El objetivo del programa, llamado Future Founders (Futuros fundadores, en idioma español), era encontrar un grupo más amplio de personas que algún día podrían tener una idea que valiera miles de millones de dólares, ya que el capital de riesgo todavía se basa principalmente en referencias.

"Nombrame otra industria donde la forma de encontrar a tus clientes sea esperar que tus amigos te los presenten", dijo Bahat. Tuvo también otro efecto: la identificación de un grupo mucho más diverso de personas.

Los investigadores de Haas, Toby Stuart, un profesor de iniciativa emprendedora, y Weiyi Ng, un candidato al doctorado, analizaron a los actuales fundadores usando datos de People.Co, una empresa de reclutamiento de empleados, y AngelList, un sitio de inversión en start-ups. Se centraron en las empresas que surgieron desde el año 2005 en San Francisco y Nueva York. Luego, desarrollaron un algoritmo para predecir quién en la industria de la tecnología, en las mismas regiones, podría algún día fundar una empresa.

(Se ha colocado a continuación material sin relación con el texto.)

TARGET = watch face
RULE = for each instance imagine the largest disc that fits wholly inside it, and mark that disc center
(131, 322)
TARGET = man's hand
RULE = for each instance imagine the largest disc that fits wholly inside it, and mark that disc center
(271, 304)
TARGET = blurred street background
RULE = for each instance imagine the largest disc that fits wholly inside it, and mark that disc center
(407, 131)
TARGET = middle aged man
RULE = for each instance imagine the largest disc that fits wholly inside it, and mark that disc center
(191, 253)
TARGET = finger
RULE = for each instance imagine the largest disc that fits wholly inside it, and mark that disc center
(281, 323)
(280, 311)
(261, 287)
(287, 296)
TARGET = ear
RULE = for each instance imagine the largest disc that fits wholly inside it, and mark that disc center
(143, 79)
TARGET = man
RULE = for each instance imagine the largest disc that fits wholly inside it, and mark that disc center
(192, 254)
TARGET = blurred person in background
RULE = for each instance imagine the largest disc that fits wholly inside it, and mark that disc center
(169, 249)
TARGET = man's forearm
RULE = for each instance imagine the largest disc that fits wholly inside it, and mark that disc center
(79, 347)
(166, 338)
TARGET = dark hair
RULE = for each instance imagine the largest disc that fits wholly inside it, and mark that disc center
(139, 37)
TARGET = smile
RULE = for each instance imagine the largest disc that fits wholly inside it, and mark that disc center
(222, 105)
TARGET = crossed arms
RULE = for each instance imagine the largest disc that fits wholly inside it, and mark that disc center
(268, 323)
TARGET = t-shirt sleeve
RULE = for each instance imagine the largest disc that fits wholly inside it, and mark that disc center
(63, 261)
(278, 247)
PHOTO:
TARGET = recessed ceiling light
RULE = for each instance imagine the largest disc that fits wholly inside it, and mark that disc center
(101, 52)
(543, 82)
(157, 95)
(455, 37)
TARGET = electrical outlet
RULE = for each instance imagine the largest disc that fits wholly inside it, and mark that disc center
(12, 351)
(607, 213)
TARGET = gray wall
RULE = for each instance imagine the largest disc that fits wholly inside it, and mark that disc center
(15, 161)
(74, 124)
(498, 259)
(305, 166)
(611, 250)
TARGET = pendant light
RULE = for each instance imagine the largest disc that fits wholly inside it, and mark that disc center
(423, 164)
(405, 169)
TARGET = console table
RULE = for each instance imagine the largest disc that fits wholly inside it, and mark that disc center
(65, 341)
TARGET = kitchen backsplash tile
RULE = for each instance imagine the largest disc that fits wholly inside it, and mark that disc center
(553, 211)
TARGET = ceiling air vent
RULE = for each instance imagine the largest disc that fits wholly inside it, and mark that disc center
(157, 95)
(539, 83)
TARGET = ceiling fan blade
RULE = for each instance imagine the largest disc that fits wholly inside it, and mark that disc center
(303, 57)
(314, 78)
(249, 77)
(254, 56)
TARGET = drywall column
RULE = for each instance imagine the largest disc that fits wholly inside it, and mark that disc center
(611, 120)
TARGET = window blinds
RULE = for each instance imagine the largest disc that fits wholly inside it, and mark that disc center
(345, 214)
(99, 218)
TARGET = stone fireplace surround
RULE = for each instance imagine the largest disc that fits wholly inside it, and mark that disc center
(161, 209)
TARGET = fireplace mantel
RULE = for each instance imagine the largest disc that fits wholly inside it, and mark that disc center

Algunos de los resultados dieron vuelta las suposiciones. Mientras que sólo el 12 por ciento de los actuales fundadores son mujeres, cuando buscaron fundadores potenciales según las otras características de fundadores exitosos, el 20 por ciento de las personas que encontraron fueron mujeres.

Mientras que sólo el 12 por ciento de los actuales fundadores son mujeres, cuando buscaron fundadores potenciales según las otras características de fundadores exitosos, el 20 por ciento de las personas que encontraron fueron mujeres.

"Si miramos solamente las historias profesionales de quienes consiguieron fondos, entonces vemos que las personas que comparten esas historias son mucho más diversas que las personas que consiguen los fondos", señaló Bahat.

Solamente el 53 por ciento de los fundadores tienen una formación en tecnología, lo cual indica que no es requisito tener un grado en informática. De los fundadores potenciales, el 8 por ciento de aquellos con una formación en tecnología son mujeres.

El fundador promedio tiene un grado de maestría. El abandono de carreras, mientras tanto, fue "estadísticamente insignificante", dijo Ng. La edad promedio es de 38 años, y el 38 por ciento de los fundadores respaldados por capitalistas de riesgo tienen más de 40 años.

El factor más predictivo para determinar si alguien fundaría una compañía quizás fue menos sorprendente: si habían trabajado para una empresa que había sido respaldada por capitales en el pasado. Quienes trabajaban en Google tenían probabilidades de convertirse en emprendedores. Las personas que se quedaron en el mismo trabajo mucho tiempo tenían menos probabilidades de fundar una empresa, mientras que las personas que lo habían intentado y no lo lograron tenían más probabilidades de obtener el capital de riesgo en otro intento.

Es demasiado pronto para saber si la estrategia de Bloomberg Beta funcionará. Para cada uno de los dos últimos años, la empresa ha encontrado a 350 fundadores potenciales. El año último, ocho de ellos fundaron empresas, tres obtuvieron capital de riesgo y Bloomberg invirtió en uno. Bahat dijo que aun si los que encuentran no fundan empresas, podrían ser buenos empleados en empresas en las que invierten.

Algunos otros inversores también dependen en gran medida de los datos para hacer inversiones. Google Ventures utiliza datos como la ubicación de una start-up y el historial del fundador. WR Hambrecht & Co invierte casi exclusivamente basándose en algoritmos, pero dichos fundadores tienen un valor predictivo de sólo el 12 por ciento como factor de éxito; el mercado en el que ingresan es más importante.

"No hay sólo una manera de predecir el futuro", dijo Thomas Thurston, quien es el director gerente de WR Hambrecht. "Todos pueden poner los datos que quieran".

Es cierto que la inversión en start-ups nunca será una ciencia. Depende demasiado del momento, de la suerte y del juicio humano. Pero se podría financiar un conjunto más diverso de fundadores haciendo más que esperar a que aparezca un chico con buzo y capucha.